Drei Jahre danach hielt Dunant seine Eindrücke im Bericht «Eine Erinnerung an Solferino» fest. Von dieser Schrift liess er auf eigene Kosten über 1500 Exemplare drucken. Er sandte sie seinen Freunden zu und liess sie in seinem internationalen Netzwerk verbreiten: Als internationaler Sekretär der Christlichen Vereine Junger Männer verfügte er über ein weitverzweigtes Beziehungsnetz. Ohne den Krieg an sich in Frage zu stellen, schilderte er die schrecklichen Gräuel, die mit kriegerischen Auseinandersetzungen verbunden sind. Er beklagte die eklatante Unzulänglichkeit der Sanitätsdienste der Armeen – meist standen mehr Tierärzte als Humanmediziner zur Verfügung – und machte zwei bedeutende Vorschläge: Zum einen schlug er vor, freiwillige Hilfsgesellschaften zu gründen. Deren Mitglieder sollten in der Versorgung von verwundeten Soldaten geschult werden und die Sanitätsdienste der Armeen unterstützen. Zum anderen schlug Dunant vor, in Friedenszeiten eine internationale Versammlung durchzuführen, an der die Grundsätze dieser Hilfsgesellschaften festgelegt und von den Staaten genehmigt werden sollten.
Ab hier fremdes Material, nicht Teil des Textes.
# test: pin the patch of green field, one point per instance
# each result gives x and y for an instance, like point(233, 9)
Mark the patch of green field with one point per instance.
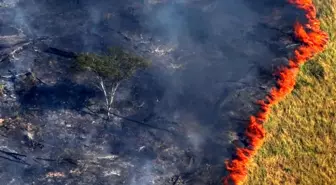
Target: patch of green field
point(300, 146)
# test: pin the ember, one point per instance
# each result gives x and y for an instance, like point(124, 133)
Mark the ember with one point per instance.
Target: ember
point(313, 41)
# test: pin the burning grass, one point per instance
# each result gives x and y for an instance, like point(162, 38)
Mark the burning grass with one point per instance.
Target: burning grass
point(299, 146)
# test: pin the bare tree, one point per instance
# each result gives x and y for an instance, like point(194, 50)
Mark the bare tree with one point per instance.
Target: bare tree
point(110, 70)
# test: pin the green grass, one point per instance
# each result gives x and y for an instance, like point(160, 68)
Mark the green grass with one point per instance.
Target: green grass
point(300, 146)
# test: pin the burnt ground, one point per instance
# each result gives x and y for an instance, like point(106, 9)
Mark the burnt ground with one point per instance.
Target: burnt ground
point(174, 124)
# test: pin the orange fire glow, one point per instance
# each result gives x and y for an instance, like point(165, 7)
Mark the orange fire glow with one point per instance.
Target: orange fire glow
point(313, 41)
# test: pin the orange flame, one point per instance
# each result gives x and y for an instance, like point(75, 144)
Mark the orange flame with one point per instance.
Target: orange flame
point(313, 41)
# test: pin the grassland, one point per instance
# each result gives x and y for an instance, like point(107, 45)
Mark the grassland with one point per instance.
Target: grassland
point(300, 146)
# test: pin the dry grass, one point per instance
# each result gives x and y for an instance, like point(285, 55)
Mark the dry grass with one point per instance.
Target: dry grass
point(300, 147)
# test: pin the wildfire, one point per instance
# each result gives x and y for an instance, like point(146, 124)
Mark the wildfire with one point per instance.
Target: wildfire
point(313, 41)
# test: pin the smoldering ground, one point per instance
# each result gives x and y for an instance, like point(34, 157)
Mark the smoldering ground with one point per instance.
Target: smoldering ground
point(175, 122)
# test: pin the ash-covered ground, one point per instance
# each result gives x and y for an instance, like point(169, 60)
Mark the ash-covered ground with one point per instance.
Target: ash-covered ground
point(174, 124)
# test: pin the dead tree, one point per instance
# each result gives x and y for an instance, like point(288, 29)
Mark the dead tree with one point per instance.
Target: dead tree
point(110, 70)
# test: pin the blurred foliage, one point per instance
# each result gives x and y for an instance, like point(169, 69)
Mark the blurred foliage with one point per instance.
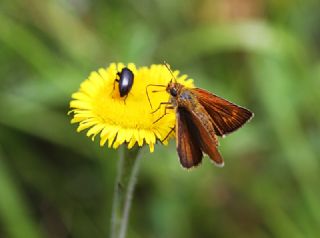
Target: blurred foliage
point(263, 55)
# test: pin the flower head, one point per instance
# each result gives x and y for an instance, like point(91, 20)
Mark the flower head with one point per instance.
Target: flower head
point(98, 107)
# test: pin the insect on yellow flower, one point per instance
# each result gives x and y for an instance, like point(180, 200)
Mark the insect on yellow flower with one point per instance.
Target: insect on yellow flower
point(98, 106)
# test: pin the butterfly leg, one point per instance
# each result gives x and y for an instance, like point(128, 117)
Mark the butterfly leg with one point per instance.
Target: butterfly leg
point(172, 129)
point(165, 113)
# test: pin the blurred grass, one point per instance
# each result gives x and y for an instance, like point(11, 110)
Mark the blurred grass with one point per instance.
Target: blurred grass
point(264, 55)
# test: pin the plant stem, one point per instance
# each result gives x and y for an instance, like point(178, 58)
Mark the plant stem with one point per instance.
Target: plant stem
point(128, 168)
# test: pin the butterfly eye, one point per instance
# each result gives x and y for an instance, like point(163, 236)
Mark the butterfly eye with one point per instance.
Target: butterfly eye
point(173, 92)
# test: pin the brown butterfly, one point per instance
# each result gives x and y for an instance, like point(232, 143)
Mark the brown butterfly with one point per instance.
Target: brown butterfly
point(200, 117)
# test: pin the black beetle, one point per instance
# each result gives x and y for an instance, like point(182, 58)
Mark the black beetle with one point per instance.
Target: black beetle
point(125, 81)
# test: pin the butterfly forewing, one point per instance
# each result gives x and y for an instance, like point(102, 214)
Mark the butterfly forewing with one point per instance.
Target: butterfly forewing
point(226, 116)
point(188, 146)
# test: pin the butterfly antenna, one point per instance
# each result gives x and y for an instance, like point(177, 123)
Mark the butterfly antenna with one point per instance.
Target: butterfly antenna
point(168, 67)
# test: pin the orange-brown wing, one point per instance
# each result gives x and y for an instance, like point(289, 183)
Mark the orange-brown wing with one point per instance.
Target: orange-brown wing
point(227, 117)
point(188, 146)
point(206, 135)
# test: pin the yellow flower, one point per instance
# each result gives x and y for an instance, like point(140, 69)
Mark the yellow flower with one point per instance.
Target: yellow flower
point(97, 106)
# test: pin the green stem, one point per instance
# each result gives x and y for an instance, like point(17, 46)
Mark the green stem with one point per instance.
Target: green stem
point(128, 168)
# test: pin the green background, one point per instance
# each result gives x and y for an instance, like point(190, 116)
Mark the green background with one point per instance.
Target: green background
point(260, 54)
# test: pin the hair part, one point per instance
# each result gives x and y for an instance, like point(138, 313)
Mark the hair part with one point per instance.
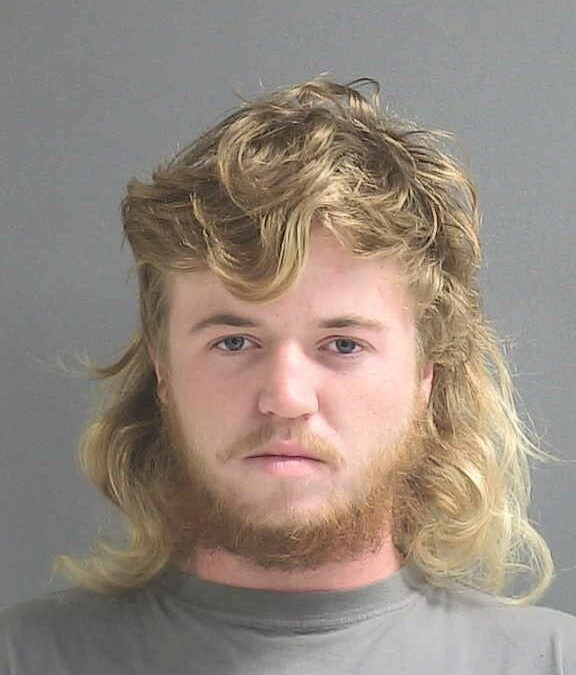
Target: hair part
point(241, 201)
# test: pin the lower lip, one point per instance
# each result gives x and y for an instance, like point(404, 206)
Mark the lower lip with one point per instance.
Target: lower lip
point(286, 466)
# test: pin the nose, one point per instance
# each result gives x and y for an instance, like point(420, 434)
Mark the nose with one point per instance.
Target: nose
point(289, 387)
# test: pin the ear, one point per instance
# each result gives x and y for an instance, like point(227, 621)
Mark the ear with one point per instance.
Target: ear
point(425, 384)
point(158, 368)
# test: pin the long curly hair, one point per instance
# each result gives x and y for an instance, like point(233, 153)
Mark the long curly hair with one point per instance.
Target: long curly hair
point(240, 201)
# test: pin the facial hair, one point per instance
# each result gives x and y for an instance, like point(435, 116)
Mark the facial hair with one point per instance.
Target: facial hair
point(344, 529)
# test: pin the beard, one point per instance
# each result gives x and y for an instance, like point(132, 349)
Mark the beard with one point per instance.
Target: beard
point(347, 527)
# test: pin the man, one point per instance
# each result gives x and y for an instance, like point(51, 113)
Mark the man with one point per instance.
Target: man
point(311, 436)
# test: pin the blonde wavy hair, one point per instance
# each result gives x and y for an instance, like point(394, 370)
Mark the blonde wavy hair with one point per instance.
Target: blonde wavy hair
point(240, 201)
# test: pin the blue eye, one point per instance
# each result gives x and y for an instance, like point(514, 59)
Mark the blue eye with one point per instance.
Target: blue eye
point(347, 345)
point(235, 343)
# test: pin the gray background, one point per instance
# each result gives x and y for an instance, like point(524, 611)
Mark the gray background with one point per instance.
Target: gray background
point(94, 92)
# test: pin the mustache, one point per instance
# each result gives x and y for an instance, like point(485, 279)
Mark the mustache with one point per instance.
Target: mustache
point(253, 442)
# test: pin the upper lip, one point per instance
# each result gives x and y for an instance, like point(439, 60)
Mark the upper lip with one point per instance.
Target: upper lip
point(286, 449)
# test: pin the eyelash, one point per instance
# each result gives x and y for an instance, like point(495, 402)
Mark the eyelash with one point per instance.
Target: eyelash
point(238, 351)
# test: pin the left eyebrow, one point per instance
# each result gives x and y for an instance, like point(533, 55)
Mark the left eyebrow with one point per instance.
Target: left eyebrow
point(345, 321)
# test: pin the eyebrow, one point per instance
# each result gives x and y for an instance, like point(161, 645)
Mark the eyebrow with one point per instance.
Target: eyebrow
point(344, 321)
Eine Idee verändert die Welt

Seine Schilderung der Geschehnisse in Solferino fand von Beginn weg grosse Beachtung. Sein Bericht wurde gelesen, besprochen und positiv gewürdigt, sogar an den europäischen Königshäusern, was Henry Dunant ein sehr grosses Publikum verschaffte. Der Schweizer General Guillaume-Henri Dufour, der die ethische Haltung verkörperte, für die Dunant eintrat, sicherte ihm in einem Brief seine persönliche Unterstützung zu:

«Es ist wohl nötig, dass man an so erschütternden Beispielen, wie Sie sie berichten, erkennt, dass der Schlachtenruhm mit Leid und Tränen bezahlt wird. Man ist nur zu leicht geneigt, allein die glänzenden Seiten des Krieges zu sehen und vor seinen traurigen Folgen die Augen zu schliessen […]. Es ist sehr verdienstvoll, die Aufmerksamkeit auf diese Frage der Menschlichkeit zu lenken […]. Wenn man diese Frage aufmerksam und ernsthaft untersucht, könnte man mit Hilfe von Philanthropen aller Länder gewiss zu einer Lösung gelangen.»
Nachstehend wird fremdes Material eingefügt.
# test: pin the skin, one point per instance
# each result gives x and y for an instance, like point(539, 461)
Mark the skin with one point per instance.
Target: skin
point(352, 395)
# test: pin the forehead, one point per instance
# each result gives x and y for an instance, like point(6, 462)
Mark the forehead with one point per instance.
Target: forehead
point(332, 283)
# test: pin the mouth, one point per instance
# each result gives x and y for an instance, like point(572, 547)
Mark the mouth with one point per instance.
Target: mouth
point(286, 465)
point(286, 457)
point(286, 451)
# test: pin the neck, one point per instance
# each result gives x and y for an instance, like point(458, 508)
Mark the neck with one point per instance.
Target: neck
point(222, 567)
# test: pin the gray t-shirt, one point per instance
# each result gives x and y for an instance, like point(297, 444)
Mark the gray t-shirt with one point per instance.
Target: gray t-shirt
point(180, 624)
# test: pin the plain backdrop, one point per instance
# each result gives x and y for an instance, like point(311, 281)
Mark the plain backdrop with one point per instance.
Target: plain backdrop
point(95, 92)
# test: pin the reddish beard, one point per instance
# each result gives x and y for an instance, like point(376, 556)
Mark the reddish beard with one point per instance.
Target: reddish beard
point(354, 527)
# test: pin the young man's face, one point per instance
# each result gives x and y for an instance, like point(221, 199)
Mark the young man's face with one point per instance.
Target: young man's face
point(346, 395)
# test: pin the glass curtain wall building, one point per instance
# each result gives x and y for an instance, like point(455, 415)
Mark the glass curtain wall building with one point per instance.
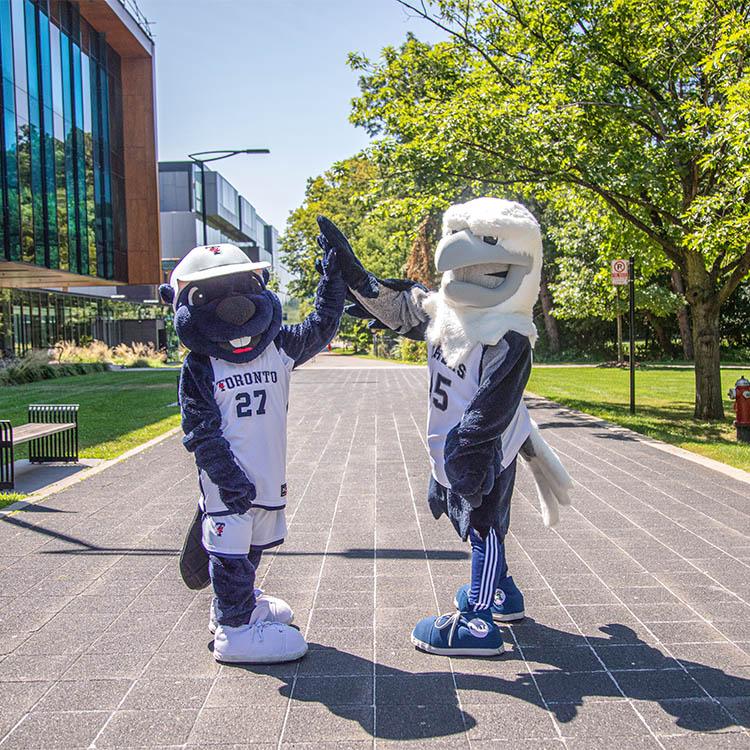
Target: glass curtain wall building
point(78, 182)
point(61, 178)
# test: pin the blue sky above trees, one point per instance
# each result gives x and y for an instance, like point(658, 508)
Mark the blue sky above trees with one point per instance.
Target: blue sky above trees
point(267, 73)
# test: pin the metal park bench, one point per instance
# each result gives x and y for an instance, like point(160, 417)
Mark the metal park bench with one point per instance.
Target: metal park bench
point(52, 435)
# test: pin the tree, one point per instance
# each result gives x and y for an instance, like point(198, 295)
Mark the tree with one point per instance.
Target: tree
point(346, 193)
point(639, 104)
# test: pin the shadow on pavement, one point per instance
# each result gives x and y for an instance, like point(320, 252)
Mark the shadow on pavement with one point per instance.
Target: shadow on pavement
point(365, 553)
point(425, 704)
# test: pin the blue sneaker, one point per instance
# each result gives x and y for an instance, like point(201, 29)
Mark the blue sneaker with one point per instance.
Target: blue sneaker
point(459, 634)
point(507, 604)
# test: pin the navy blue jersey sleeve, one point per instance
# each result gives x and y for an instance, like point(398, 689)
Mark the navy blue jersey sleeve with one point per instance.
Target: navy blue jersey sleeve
point(304, 340)
point(201, 423)
point(473, 448)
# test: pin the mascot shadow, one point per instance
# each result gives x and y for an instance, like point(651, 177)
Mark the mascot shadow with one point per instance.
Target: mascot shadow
point(425, 705)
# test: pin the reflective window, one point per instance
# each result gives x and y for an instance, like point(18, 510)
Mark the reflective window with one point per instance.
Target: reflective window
point(62, 198)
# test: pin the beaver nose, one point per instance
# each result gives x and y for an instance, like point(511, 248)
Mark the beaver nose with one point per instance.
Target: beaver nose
point(235, 310)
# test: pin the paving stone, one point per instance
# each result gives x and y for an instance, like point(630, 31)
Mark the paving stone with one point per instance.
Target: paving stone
point(84, 695)
point(613, 719)
point(168, 693)
point(147, 728)
point(57, 729)
point(342, 723)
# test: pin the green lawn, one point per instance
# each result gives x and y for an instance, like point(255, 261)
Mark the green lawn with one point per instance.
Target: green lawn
point(119, 410)
point(664, 406)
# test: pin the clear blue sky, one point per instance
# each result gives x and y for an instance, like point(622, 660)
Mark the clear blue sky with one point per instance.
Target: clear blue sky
point(267, 73)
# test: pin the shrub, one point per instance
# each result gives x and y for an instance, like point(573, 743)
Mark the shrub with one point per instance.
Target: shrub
point(413, 351)
point(36, 365)
point(96, 351)
point(134, 355)
point(138, 355)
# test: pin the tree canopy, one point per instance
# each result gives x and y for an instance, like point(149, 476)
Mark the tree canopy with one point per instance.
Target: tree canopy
point(637, 109)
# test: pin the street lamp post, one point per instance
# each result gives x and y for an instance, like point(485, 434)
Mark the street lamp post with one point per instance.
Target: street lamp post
point(215, 156)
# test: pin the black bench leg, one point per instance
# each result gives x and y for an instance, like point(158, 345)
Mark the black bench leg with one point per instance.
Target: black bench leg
point(7, 472)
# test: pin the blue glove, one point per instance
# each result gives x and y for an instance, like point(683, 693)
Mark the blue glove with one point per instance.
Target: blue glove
point(354, 273)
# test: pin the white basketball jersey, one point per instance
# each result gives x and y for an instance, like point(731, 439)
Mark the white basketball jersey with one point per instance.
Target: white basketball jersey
point(451, 391)
point(253, 399)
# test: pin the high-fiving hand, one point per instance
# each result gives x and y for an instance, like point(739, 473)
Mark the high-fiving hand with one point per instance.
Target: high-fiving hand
point(355, 275)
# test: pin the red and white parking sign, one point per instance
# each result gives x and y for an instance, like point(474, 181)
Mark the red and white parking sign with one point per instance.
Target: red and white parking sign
point(620, 273)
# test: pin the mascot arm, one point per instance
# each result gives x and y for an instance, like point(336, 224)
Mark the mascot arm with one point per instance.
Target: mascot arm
point(397, 305)
point(392, 303)
point(473, 448)
point(312, 335)
point(201, 422)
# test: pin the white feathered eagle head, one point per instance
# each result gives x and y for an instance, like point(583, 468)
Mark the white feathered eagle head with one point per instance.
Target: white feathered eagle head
point(490, 256)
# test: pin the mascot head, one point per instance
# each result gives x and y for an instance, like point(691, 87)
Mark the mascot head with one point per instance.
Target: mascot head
point(490, 256)
point(491, 260)
point(222, 307)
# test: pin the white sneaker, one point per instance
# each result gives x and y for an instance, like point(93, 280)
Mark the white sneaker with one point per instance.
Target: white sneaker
point(278, 609)
point(261, 641)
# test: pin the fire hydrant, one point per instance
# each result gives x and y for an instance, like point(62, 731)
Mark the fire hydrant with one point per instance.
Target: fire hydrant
point(740, 394)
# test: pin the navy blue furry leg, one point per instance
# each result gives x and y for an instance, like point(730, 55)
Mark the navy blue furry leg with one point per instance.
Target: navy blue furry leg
point(487, 560)
point(233, 579)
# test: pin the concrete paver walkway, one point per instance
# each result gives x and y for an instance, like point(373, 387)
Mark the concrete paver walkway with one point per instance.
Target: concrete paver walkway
point(638, 631)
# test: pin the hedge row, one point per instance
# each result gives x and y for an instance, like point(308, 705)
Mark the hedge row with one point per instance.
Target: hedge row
point(30, 372)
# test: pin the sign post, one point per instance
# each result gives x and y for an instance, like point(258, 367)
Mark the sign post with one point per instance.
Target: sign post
point(622, 274)
point(631, 269)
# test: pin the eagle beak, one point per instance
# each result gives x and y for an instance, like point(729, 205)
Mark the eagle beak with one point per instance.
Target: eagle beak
point(466, 249)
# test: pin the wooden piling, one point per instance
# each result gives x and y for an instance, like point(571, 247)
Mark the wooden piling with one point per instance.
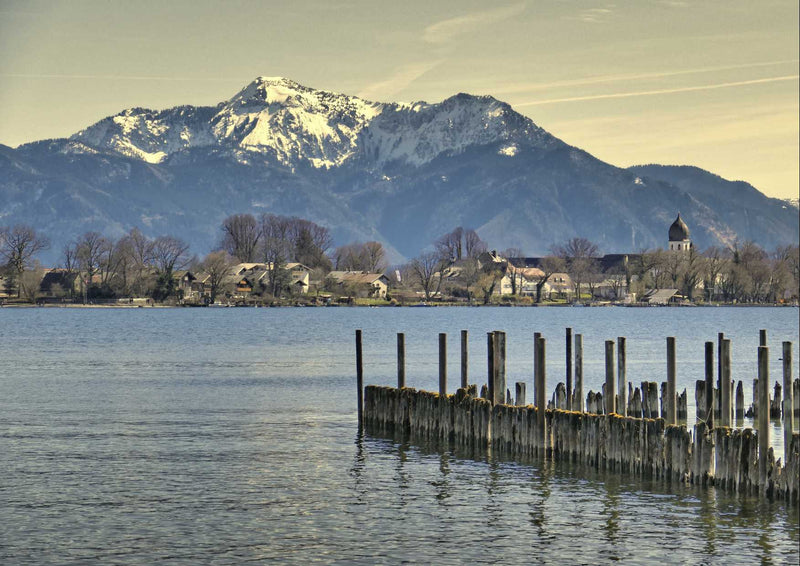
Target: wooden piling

Das Werk Dunants weckte auch die Aufmerksamkeit des Genfer Juristen und Philanthropen Gustave Moynier. Dieser führte den Autor in die Genfer Gemeinnützige Gesellschaft ein, deren Präsident er war. Diese Gesellschaft, der auch General Dufour angehörte, nahm Dunants Gedanken bezüglich der «Linderung des Loses der Verwundeten im Felde» auf. Sie setzte ein fünfköpfiges Komitee ein, das den Auftrag erhielt, Überlegungen zur konkreten Umsetzung von Dunants Vorschlägen anzustellen. 

Dieses sogenannte Fünferkomitee setzte sich aus Gustave Moynier, Henry Dunant, General Dufour und den beiden Ärzten Louis Appia und Théodore Maunoir zusammen. An seiner Sitzung vom 17. Februar 1863 ernannte es sich selbst zum «ständigen internationalen Komitee». Damit war das Internationale Komitee vom Roten Kreuz (IKRK) formell gegründet. Dank intensiver Werbetätigkeit wurde das Komitee rasch bekannt. Die weitere Entwicklung verlief bemerkenswert positiv und schnell. Für den Oktober 1863 wurde in Genf eine internationale Konferenz einberufen. An dieser Konferenz verabschiedeten die Vertreter von 16 Ländern zehn Resolutionen. Sie bildeten die Grundlage für die Hilfsgesellschaften für verwundete Soldaten, die späteren Rotkreuz- und Rothalbmondgesellschaften. Knapp ein Jahr darauf, am 22. August 1864, wurde mit der Unterzeichnung des ersten Genfer Abkommens der Grundstein für das humanitäre Völkerrecht gelegt.